Reste que le respect strict de ces principes n'est pas toujours réalisable au quotidien. "On ne peut pas vivre dans une bulle, sans contrariétés, sans apéros entre amis et sans règles", lance Emilie. Cette parenthèse enchantée, Ophélie l'a connu a un moment très particulier, sa grossesse puis l'allaitement de sa fille. "C'était une vraie bénédiction due aux hormones, s'amuse-t-elle. Dix jours après, j'avais de nouveau une migraine carabinée !" 

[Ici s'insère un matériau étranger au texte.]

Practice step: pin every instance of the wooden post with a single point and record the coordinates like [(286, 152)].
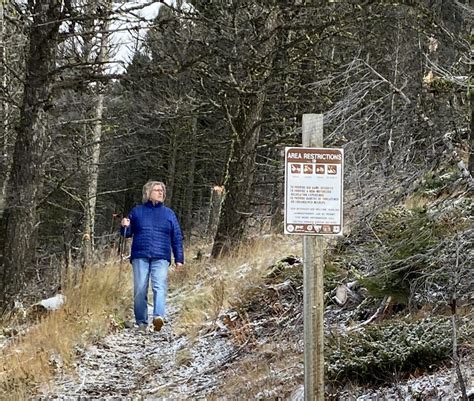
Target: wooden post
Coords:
[(313, 297)]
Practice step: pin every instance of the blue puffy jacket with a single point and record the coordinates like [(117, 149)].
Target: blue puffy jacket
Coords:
[(155, 231)]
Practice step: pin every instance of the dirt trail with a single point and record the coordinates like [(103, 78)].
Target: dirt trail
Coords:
[(130, 364)]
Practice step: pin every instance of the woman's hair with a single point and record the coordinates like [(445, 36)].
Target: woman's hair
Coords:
[(149, 186)]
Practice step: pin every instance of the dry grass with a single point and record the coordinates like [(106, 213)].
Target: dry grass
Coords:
[(206, 287), (96, 303), (92, 308)]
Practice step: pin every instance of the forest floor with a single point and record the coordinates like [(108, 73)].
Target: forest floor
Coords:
[(129, 364)]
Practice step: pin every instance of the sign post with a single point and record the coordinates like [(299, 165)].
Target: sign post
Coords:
[(313, 208)]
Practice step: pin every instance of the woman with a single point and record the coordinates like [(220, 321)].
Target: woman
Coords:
[(156, 232)]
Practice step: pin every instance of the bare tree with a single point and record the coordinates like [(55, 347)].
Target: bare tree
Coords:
[(20, 219)]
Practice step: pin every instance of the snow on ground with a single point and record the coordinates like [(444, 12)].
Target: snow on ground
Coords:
[(130, 364)]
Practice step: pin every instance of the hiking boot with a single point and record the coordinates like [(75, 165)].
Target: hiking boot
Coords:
[(157, 323)]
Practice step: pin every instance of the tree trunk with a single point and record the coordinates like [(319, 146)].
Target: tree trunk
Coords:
[(20, 219), (92, 167), (470, 161), (214, 210), (188, 195), (173, 154), (240, 176), (241, 166)]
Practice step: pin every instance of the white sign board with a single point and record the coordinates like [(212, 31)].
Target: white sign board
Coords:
[(313, 191)]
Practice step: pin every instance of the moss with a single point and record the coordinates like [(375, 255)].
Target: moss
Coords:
[(381, 352)]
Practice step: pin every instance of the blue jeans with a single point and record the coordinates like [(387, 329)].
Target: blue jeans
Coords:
[(145, 269)]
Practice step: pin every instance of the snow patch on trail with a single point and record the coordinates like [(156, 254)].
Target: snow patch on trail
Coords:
[(130, 364)]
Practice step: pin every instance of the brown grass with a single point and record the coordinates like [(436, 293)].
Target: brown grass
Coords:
[(92, 308), (96, 303), (204, 288)]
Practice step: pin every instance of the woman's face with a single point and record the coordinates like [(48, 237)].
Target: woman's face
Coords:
[(156, 194)]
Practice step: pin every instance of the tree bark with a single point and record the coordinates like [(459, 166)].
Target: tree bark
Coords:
[(241, 166), (240, 176), (92, 167), (20, 222), (188, 195)]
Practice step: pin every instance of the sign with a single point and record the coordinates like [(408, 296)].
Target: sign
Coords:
[(313, 191)]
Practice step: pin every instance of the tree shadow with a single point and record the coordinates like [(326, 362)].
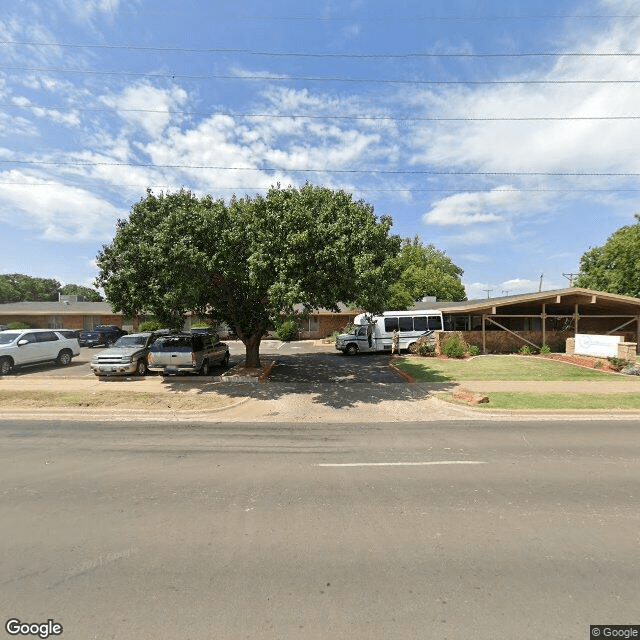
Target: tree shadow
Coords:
[(329, 379)]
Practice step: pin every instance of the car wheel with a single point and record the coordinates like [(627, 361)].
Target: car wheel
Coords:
[(141, 368), (64, 358), (6, 366), (351, 349)]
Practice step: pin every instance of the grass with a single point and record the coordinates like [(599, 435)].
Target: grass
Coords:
[(507, 400), (516, 368), (110, 399)]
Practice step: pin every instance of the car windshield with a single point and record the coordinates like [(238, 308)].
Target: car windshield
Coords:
[(130, 341), (8, 336), (174, 343)]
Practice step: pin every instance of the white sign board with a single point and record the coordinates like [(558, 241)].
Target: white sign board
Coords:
[(602, 346)]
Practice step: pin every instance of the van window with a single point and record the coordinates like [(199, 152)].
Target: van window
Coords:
[(390, 324), (420, 323)]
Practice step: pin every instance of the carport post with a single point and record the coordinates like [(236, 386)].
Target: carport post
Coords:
[(484, 340)]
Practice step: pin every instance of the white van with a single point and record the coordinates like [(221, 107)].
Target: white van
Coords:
[(29, 346), (374, 333)]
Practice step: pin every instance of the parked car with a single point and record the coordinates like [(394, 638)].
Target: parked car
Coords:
[(69, 333), (187, 353), (127, 356), (103, 334), (30, 346)]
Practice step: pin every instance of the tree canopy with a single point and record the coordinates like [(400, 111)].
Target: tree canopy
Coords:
[(424, 271), (248, 262), (615, 266)]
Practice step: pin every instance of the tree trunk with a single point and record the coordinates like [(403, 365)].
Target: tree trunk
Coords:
[(252, 347)]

"C'est une maladie chronique. Elle revient toujours, confirme le Dr. Valade. Prendre conscience de ce caractère cyclique produit une anxiété qui peut conduire à la dépression." Ophélie, elle, ne se sent pas dépressive. "Bien sur, je me dis 'pourquoi moi ?' mais j'ai la chance de plutôt bien gérer la douleur. Avec le temps, la résistance augmente, on acquiert des réflexes pour ne pas se laisser submerger. La migraine est une histoire familiale. Ma mère est migraineuse, ma grand-mère l'était aussi. Cela m'aide à accepter la maladie."